Viviane Balbuglio explica que o fato do Brasil ser a terceira maior população carcerária e seguir em uma curva crescente de aumento dialoga com as leis, as políticas e a forma de gestão da segurança pública. “Elas se direcionam para o encarceramento. Existem maneiras de serem aplicadas alternativas, mas a prioridade das gestões têm sido o aumento do número de prisões privadas, por exemplo. Todas essas ações, apesar de isoladas, estão completamente conectadas com o processo de encarceramento em massa. Essa crescente significa cada vez mais levar populações específicas e ter uma seletividade cada vez maior sobre quem compõe essa população, que é a terceira mais populosa do mundo”, argumenta a advogada do ITTC.

A alternativa, para a Amparar, só pode ser eficaz se for articulada com familiares de pessoas presas e pessoas presas. “É fundamental que entendamos que essa situação tende a continuar crescendo, que o número de pessoas presas tende a continuar crescendo. Precisamos olhar para tudo isso e pensar que somos uma sociedade que resolveu lidar com os seus problemas sociais sumindo com essas pessoas. O cárcere precisa estar em um lugar na nossa sociedade que não esse lugar de vingança social, esse lugar de contenção de pobreza, mas um lugar em que existem vidas”, defende Fábio. “Eu poderia estar nesse lugar agora. As minhas características, o meu perfil, a minha condição socioeconômica, me colocam como uma pessoa que poderia estar nesse momento aprisionada entre essas 812 mil pessoas”, defende.

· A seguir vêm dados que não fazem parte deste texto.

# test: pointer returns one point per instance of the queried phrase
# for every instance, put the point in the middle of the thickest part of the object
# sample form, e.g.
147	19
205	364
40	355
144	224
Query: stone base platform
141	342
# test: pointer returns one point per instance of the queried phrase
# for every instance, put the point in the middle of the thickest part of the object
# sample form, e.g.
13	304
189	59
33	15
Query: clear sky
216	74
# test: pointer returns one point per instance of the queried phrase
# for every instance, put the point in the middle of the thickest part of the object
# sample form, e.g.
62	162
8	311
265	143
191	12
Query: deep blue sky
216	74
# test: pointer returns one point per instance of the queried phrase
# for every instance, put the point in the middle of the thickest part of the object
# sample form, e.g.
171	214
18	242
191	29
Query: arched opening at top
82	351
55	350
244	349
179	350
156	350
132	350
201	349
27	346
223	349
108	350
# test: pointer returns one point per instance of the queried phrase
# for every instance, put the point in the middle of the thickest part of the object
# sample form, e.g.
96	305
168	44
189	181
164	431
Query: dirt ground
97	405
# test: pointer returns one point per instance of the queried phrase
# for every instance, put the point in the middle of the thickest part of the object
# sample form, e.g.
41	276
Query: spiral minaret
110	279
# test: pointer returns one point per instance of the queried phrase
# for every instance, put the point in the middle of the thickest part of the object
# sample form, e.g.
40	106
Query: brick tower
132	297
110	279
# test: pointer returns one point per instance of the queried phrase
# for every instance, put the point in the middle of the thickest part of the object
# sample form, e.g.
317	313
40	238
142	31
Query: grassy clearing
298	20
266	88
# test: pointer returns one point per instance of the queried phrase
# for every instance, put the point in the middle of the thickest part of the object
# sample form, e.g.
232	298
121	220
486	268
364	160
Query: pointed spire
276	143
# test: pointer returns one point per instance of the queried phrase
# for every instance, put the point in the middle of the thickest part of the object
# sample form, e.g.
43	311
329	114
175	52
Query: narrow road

Para a advogada do ITTC, debater sobre a população carcerária é também pensar que isso não acontece de maneira isolada. “Temos que compreender isso dentro de fatos históricos que compõem essa narrativa, como o enfraquecimento e o fim das ações dos Mecanismos de Combate à Tortura são uma dessas ações que vêm acontecendo nacionalmente, as privatizações não só dos presídios, mas também da gestão da segurança pública, também tem reflexo que leva o Brasil para esse lugar de terceira maior população do mundo, o encarceramento feminino diretamente direcionado às políticas de repressão às drogas”, explica Viviane.

“Quando nos propormos a entender como todas essas questões são diretamente conectadas, com contexto de desigualdade econômica, garantir o direito de pessoas que está em situação de prisão é primeiro pensar o que se existe de possibilidade para garantir que a lei seja aplicada, lembrar que existem alternativas, como para mulheres que são mães e pessoas com questão de saúde grave. Garantir os direitos é garantir o mínimo para que uma pessoa viva na prisão, como também é garantir que essa pessoa tenha acesso a liberdade”, finaliza a advogada.